DOOS AND DON’TS
Public areas are being littered with doggy doo and it’s not just frustrating locals – it’s also impacting the environment.
While most dog owners are scooping the poop, some are turning a blind eye to their pooch defecating on walkways, parks and beaches.
There are 5500 dogs registered in Nelson with an average dog producing about 125kg of waste a year.
Dog faeces left in a public place is not only unsightly and smelly, it’s a health hazard for waterways.
Nelson City Council Strategy and Environment group manager Clare Barton said dog waste left on hard surfaces was washed straight in to the stormwater system and into rivers and Tasman Bay.

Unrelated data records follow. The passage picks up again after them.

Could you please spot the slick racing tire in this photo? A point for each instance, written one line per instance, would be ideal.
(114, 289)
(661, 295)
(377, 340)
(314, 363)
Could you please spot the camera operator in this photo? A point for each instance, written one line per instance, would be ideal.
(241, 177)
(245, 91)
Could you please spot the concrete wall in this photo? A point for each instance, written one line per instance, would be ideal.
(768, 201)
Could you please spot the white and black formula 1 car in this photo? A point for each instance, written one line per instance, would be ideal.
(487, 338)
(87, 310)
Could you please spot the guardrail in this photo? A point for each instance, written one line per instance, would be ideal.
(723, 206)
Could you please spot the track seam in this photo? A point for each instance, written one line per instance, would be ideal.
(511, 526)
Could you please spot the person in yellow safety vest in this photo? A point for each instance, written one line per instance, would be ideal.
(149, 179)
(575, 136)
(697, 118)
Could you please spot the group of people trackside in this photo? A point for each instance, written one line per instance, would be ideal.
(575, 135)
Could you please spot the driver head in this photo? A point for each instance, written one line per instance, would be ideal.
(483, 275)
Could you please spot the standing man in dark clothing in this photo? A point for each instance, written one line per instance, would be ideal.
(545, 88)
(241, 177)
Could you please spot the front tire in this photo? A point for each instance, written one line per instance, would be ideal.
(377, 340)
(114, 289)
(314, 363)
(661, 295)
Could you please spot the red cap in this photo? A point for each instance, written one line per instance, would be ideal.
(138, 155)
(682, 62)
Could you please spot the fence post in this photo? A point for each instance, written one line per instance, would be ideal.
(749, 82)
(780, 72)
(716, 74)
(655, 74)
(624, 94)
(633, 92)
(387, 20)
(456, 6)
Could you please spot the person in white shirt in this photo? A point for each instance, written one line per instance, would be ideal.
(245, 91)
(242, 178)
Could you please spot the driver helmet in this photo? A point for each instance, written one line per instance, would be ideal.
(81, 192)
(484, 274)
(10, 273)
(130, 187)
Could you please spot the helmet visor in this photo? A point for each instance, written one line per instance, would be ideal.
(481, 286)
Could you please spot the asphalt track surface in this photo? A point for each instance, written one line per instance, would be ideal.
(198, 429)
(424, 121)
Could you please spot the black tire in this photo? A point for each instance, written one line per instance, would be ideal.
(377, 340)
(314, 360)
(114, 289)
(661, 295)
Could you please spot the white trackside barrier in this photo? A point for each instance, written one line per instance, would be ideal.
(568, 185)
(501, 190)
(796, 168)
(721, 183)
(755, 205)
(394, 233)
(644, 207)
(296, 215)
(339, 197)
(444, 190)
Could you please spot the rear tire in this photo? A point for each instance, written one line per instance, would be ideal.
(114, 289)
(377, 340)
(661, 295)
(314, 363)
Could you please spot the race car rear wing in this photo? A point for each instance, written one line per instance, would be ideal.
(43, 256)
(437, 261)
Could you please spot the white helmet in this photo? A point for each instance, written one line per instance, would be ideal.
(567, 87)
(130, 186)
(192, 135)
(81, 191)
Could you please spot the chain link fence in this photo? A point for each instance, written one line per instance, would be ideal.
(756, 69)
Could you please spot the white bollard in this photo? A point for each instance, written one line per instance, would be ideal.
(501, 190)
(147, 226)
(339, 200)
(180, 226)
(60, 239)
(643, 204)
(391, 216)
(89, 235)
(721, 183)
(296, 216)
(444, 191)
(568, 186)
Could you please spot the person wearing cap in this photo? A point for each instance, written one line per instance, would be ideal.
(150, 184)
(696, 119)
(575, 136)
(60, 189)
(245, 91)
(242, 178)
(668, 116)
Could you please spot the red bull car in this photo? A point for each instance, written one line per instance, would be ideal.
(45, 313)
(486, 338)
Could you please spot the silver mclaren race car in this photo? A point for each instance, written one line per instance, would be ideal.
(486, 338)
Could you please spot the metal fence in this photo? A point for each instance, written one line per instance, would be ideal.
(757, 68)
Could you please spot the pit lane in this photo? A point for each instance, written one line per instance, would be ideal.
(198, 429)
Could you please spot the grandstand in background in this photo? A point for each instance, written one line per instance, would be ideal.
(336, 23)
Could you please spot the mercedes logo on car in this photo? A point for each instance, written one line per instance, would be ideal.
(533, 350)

‘‘Even dog poo left on grass is harmful as E.coli bacteria will wash through the soil into the river.’’
Project Maitai, a four-year council initiative focused on the environmental health of the Maitai River and all its tributaries has been looking at ways to educate people about the impact of dog poo on our rivers.
Barton said some of the main problem areas where owners were leaving a mess included the Centre of New Zealand and Maitai Valley.

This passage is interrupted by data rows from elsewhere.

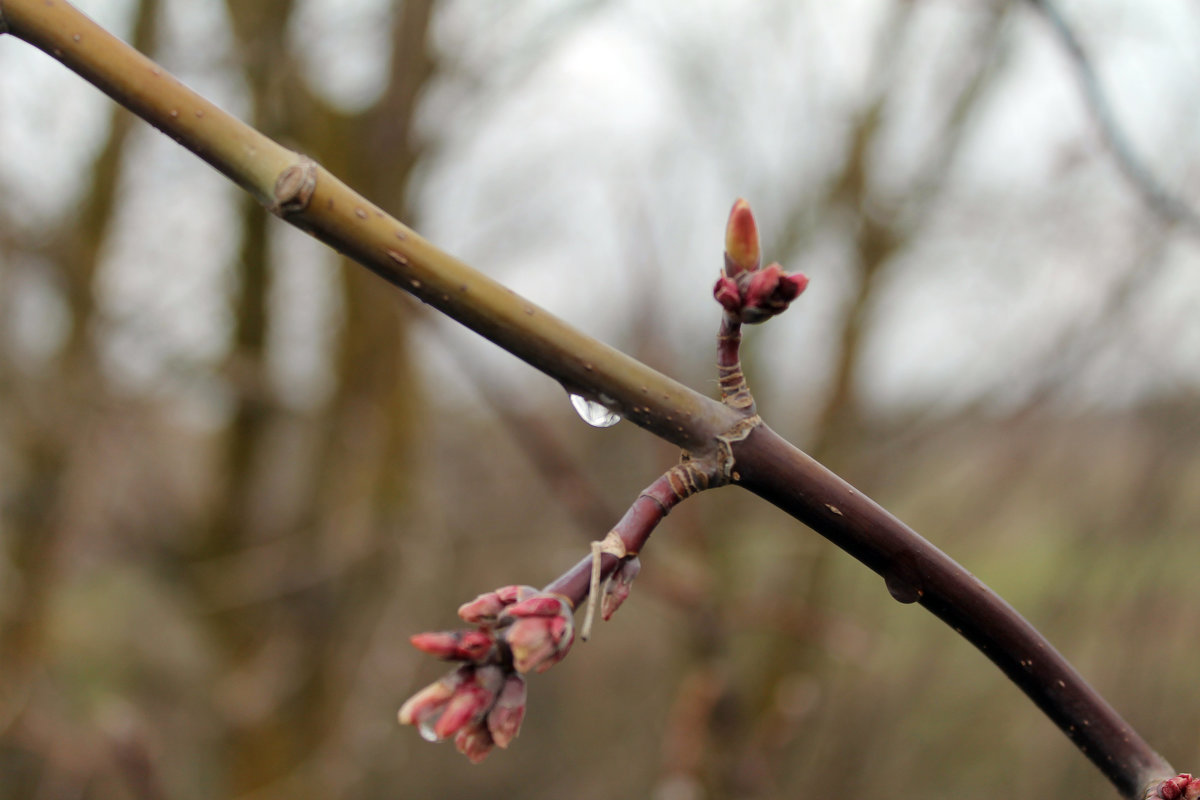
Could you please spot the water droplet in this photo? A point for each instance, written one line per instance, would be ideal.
(425, 727)
(593, 413)
(901, 590)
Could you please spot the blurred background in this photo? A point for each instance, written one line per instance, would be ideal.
(237, 474)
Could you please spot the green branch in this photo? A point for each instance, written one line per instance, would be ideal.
(311, 198)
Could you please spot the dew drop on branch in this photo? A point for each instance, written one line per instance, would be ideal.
(593, 413)
(425, 727)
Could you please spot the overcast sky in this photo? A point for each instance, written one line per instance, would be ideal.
(582, 151)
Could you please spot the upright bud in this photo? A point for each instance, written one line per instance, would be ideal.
(741, 241)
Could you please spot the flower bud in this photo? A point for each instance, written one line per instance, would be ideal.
(474, 741)
(769, 292)
(1176, 787)
(429, 703)
(741, 241)
(472, 699)
(487, 607)
(541, 638)
(504, 719)
(619, 587)
(727, 294)
(540, 605)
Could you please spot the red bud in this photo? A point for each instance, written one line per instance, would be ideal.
(504, 719)
(474, 741)
(741, 240)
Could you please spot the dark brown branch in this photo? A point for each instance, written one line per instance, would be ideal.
(916, 571)
(913, 569)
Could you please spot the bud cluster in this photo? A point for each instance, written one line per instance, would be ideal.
(483, 702)
(750, 294)
(1181, 787)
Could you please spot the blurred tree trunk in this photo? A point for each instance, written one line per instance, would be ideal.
(49, 415)
(360, 462)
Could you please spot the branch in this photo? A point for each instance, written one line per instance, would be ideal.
(1159, 199)
(720, 435)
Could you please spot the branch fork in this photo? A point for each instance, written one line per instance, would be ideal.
(520, 629)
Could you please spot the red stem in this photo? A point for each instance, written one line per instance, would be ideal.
(735, 391)
(640, 521)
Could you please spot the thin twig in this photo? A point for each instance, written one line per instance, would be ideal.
(315, 200)
(1156, 196)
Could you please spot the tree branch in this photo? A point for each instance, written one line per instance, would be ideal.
(1159, 199)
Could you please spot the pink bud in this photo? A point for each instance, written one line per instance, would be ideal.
(541, 605)
(1173, 788)
(741, 240)
(430, 702)
(504, 719)
(538, 643)
(726, 293)
(456, 645)
(769, 292)
(619, 587)
(474, 741)
(487, 607)
(472, 699)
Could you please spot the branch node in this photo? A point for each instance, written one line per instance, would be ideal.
(294, 188)
(725, 445)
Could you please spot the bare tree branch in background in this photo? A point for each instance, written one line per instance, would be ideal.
(1161, 199)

Facebook Nelson Dog Owners group co-ordinator Margaret Cotton said there was the group who ‘‘try really hard to pick up their dog poos, then you’ve got the group that doesn’t’’.

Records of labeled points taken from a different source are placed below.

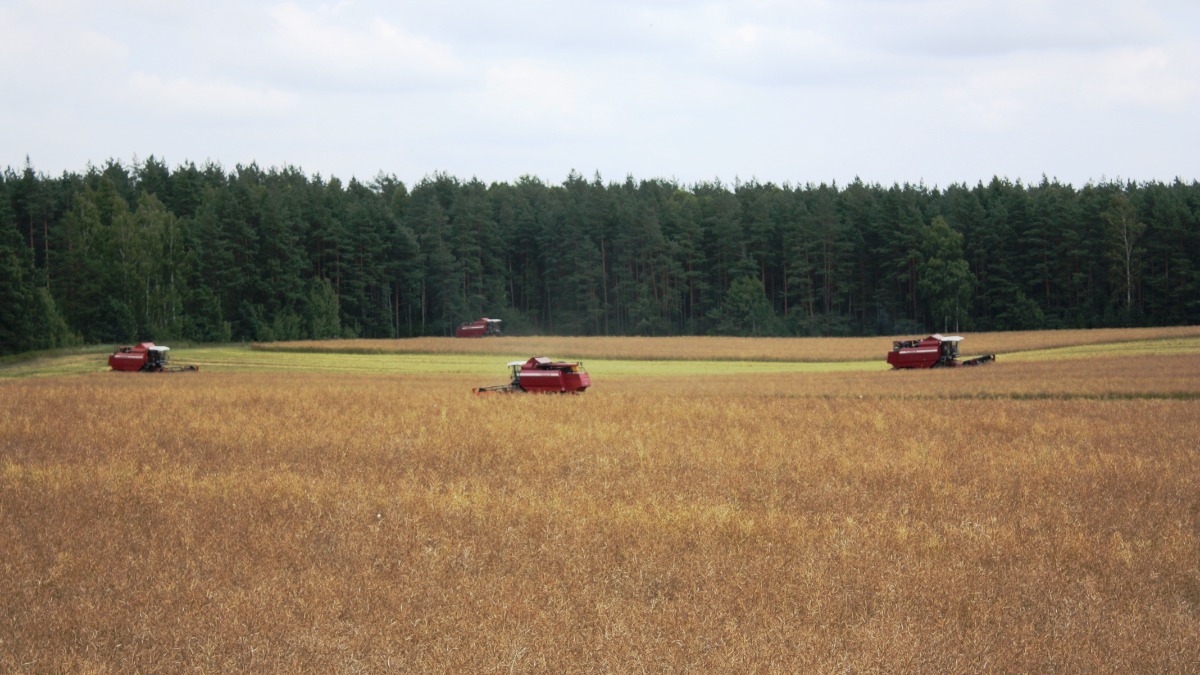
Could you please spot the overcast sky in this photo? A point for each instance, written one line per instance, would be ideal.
(787, 91)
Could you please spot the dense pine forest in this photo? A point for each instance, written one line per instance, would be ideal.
(207, 254)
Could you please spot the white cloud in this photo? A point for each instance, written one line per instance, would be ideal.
(189, 96)
(333, 47)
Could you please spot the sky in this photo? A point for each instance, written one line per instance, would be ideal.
(802, 91)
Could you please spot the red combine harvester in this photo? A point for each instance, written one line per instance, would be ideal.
(145, 357)
(540, 375)
(936, 351)
(481, 328)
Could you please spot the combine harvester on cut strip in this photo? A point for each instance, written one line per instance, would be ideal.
(936, 351)
(145, 357)
(480, 328)
(540, 375)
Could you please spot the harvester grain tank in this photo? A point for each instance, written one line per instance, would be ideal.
(479, 328)
(145, 357)
(936, 351)
(540, 375)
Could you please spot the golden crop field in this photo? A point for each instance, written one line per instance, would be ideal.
(742, 348)
(1027, 515)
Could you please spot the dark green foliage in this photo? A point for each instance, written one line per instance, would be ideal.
(143, 252)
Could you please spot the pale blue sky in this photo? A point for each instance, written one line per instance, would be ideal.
(799, 91)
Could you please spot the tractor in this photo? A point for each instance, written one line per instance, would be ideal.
(540, 375)
(936, 351)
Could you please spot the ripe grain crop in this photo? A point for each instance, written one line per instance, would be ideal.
(977, 519)
(736, 348)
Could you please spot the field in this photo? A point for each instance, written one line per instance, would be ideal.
(708, 506)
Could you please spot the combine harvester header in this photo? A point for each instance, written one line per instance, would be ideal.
(936, 351)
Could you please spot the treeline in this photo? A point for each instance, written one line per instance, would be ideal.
(143, 251)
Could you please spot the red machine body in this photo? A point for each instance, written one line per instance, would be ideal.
(540, 375)
(936, 351)
(144, 357)
(480, 328)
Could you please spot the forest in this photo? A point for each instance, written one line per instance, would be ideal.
(143, 251)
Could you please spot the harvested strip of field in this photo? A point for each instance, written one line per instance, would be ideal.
(820, 350)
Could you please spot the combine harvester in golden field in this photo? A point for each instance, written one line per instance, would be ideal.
(936, 351)
(145, 357)
(540, 375)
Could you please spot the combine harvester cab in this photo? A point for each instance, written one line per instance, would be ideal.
(480, 328)
(936, 351)
(540, 375)
(145, 357)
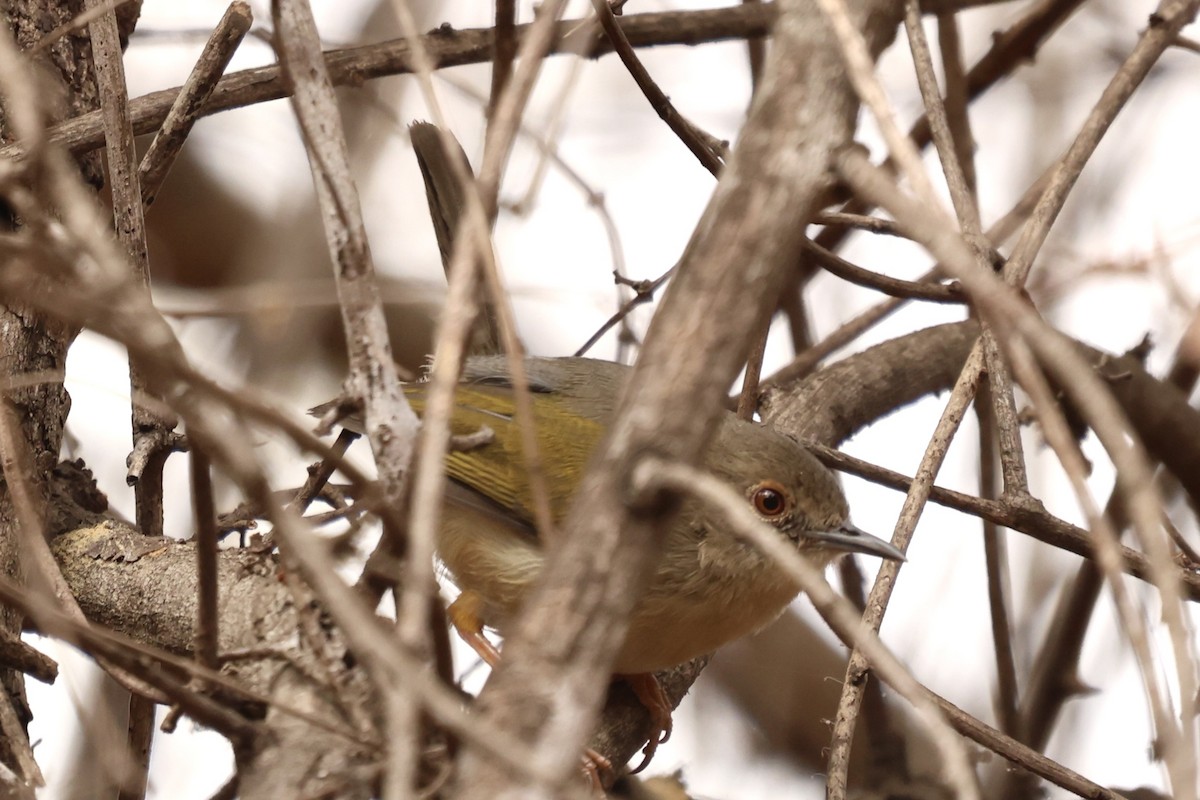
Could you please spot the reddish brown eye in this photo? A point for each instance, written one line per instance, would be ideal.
(769, 500)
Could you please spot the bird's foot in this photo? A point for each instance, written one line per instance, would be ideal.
(649, 691)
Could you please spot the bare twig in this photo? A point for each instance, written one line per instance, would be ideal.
(192, 96)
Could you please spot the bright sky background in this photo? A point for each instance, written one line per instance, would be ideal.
(558, 265)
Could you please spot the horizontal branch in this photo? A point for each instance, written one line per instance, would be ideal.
(444, 46)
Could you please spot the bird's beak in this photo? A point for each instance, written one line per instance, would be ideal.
(853, 540)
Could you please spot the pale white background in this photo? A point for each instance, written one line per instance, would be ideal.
(558, 264)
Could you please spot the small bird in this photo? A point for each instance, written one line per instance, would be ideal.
(708, 588)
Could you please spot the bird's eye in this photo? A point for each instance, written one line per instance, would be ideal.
(769, 499)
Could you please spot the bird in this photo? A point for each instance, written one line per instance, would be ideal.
(708, 588)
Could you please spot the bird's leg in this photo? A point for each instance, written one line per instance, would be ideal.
(466, 614)
(649, 692)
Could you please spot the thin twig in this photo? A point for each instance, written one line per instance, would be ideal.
(996, 563)
(192, 96)
(700, 143)
(892, 287)
(1167, 22)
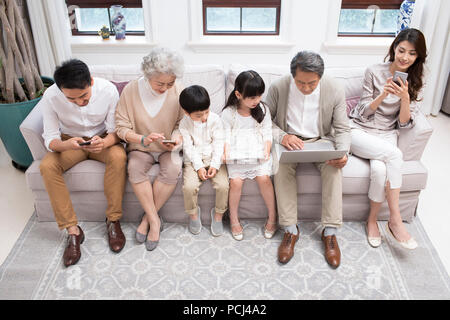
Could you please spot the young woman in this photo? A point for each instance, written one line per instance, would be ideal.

She said people needed to think about the message, ‘‘keep New Zealand beautiful.’’
It’s not just some Nelson dog owners who are taking a lax approach to bagging the poo, Tasman areas are also being marred.
Mapua Neighbourly member Cheryl Keen said dog poo was a ‘‘huge issue’’ in Mapua, especially around the school.
She said the council had done a ‘‘great job’’ providing dog owners ‘‘with the best chance of keeping Mapua dog poo free.
‘‘There is a doggie bag collections place right at the start of this track. There are many days where there is dog poo within 20 metres of this dog bag box.’’
The Tasman District Council and the Nelson City Council both have an instant $300 fine for failing to pick it up.
Barton said the council put bag dispensers and bins in the most commonly used areas to encourage and help people to do the right thing.
‘‘But ultimately it is up to the dog owner to make sure they remove their dog’s poo and dispose of it properly’’. A single gram of pet waste, the size of a pea, contains 23 million faecal coliform bacteria
• Bacteria from dog faeces are washed into the river during rain or flood events
• Research has shown that dog faeces are one of the major contributors to E.coli found in the Maitai River.